Plaid Cymru have dismissed the joint meeting of the Shadow Cabinet and Welsh Government cabinet as an attempt to dupe Wales at a time when youth unemployment remains high. Labour leader Ed Miliband has been praising the Welsh Government's Jobs Growth Wales scheme.
Wales doesn’t need an awkward, one-off blind date with a shadow cabinet that has very little understanding of the needs of our economy and communities. Wales will not be duped either by their ‘sweet-nothing’ statements on jobs when youth unemployment here is well above the UK average and in some areas in the valleys it soars to above 40%.
What Wales needs is a long term, meaningful commitment. Plaid Cymru wants to bring about investment in the Welsh economy; ensure fair funding for our communities and get a better deal for future generations. It’s about providing a strong voice for Wales in Westminster rather than being simply Westminster’s voice in Wales.
Ed Miliband has highlighted the Welsh government's Jobs Growth Wales programme during his visit to Nantgarw near Caerphilly. After a joint meeting of the Shadow cabinet and the Welsh cabinet, the Labour leader will address staff at the GE Aviation aircraft engine plant.
The scheme shows a Labour government delivering for young people right across Wales by helping them onto long-term careers so they can play their part in society. A future Labour Government in Westminster will ensure that those who don’t have the skills they need will be in training not on benefits, and will guarantee paid starter jobs for young people who have been out of work for a year. Jobs Growth Wales is an excellent example of how we can ensure young people are at work and in training.
Members of the Labour Shadow cabinet at Westminster and ministers in the Welsh Government cabinet are gathering at the GE Aviation aircraft engine plant at Nantgarw near Caerphilly. It's their first joint meeting and is part of Labour's preparation for next year's UK General Election.
I am delighted that the Shadow Cabinet is holding a meeting at the site of one of the most important employers in the area. This really shows that Labour is well and truly in touch with the issues confronting people in this part of south Wales. I am sure that the visit will be an important staging post for the next election.
– Wayne David, MP for Caerphilly and Parliamentary Aide to Labour Leader Ed Miliband
Labour leader Ed Miliband is bringing his entire shadow cabinet to Wales later this morning for a joint meeting with Carwyn Jones and his ministers. Wales' role in next year's Westminster election seems likely to figure large in their discussions.
Labour is anxious to stress its achievements in the one part of the United Kingdom where the party is currently in government but also needs a strategy for fending off Conservative and Liberal Democrat attacks on its record in Wales, especially in health and education.
We have plenty to talk about.

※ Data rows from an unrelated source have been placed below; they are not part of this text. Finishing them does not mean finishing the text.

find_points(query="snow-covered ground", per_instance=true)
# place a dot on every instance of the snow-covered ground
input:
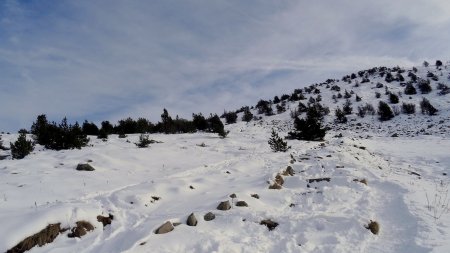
(406, 189)
(45, 188)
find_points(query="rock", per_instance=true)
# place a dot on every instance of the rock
(224, 205)
(312, 180)
(209, 216)
(191, 221)
(289, 171)
(271, 225)
(256, 196)
(164, 228)
(81, 229)
(279, 180)
(105, 220)
(241, 203)
(275, 186)
(46, 235)
(84, 167)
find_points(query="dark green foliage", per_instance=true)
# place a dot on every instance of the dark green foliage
(144, 141)
(277, 144)
(427, 108)
(347, 108)
(302, 107)
(284, 97)
(247, 116)
(24, 131)
(384, 111)
(340, 116)
(58, 137)
(410, 90)
(408, 108)
(389, 77)
(200, 122)
(309, 128)
(216, 126)
(444, 89)
(424, 86)
(281, 108)
(21, 147)
(347, 94)
(89, 128)
(41, 129)
(366, 109)
(276, 100)
(107, 128)
(264, 107)
(393, 98)
(166, 125)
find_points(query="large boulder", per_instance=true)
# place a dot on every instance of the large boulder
(81, 229)
(209, 216)
(84, 167)
(46, 235)
(224, 205)
(191, 221)
(165, 228)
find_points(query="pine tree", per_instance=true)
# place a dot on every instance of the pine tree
(144, 141)
(21, 147)
(277, 144)
(216, 126)
(427, 108)
(310, 128)
(384, 111)
(247, 116)
(340, 116)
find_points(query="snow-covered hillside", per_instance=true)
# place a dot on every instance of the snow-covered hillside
(358, 174)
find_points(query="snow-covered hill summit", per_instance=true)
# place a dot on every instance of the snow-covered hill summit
(369, 186)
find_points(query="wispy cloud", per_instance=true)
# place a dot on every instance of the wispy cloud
(111, 59)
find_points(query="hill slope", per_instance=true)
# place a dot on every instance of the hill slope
(338, 186)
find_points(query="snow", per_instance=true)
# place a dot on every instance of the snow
(407, 188)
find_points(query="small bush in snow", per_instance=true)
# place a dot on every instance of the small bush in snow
(277, 144)
(340, 116)
(393, 98)
(21, 147)
(427, 108)
(310, 128)
(410, 90)
(408, 108)
(424, 86)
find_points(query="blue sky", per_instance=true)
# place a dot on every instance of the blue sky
(106, 60)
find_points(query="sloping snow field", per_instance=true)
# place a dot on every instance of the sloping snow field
(323, 207)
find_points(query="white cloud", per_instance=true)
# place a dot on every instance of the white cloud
(112, 59)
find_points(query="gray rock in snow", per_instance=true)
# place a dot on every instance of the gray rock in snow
(164, 228)
(191, 221)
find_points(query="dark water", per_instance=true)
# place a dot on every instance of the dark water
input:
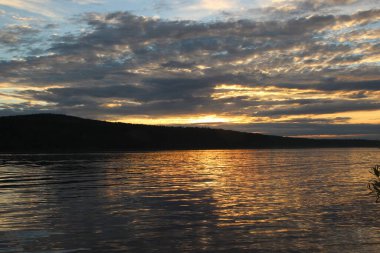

The next future Labour Government in Westminster will be grappling with the unbridled chaos that has been unleashed in the NHS in England and the fragmentation of the schools system. First and foremost however, Ed Miliband will need to deal with the cost of living crisis that continues to blight the lives of millions, despite the slow and slight improvement in the UK economy.
Welcoming Ed, and his team to Wales, I look forward to discussing and showcasing some of our policies that have protected our communities from the worst excesses of the Coalition Government. We are delighted, for example, that Rachel Reeves is looking to develop a new offer for young people based on Jobs Growth Wales. Other decisions we have taken in Wales, like the Council Tax Relief scheme and our equitable Tuition Fees policy have shown that even in tough times there are alternatives to the UK Government's austerity measures.
That isn't easy, however, when our budgets have been cut so severely by the Tory-led Government in Westminster. A real terms cut over the lifetime of this Assembly means that we have £1.7 billion less to spend on frontline services. This is on top of the £300 million a year that Wales is losing through the UK's unfair funding system.
– First Minister Carwyn Jones AM
The way Wales is funded is one area where Carwyn Jones wants a commitment that a future Labour government at Westminster would offer a better deal. The last Labour Government didn't accept calls to end the system that limits Wales' share of any increase in public spending to its population share.
Rachel Banner has linked her departure from the Labour party to a comment she attributed to the Shadow Welsh Secretary, Owen Smith, that Labour has co-opted Welsh nationalism.
I have allowed my membership to lapse for the first time in 20 years. It's partly to do with Owen Smith saying that the Labour party has co-opted nationalism. I don't feel that I belong to the party any more.
– Rachel Banner
Owen Smith argued in a essay published last year that Labour had reaffirmed its position as the “true Party of Wales” by responding to a popular renaissance of Welshness and delivering devolution to Wales.
Rachel Banner, the Labour politician from Islwyn who was the face of the 2011 'No' campaign in the referendum on increasing the Assembly's powers, has told tonight's 'Sharp End' that she has left the Labour party after 20 years.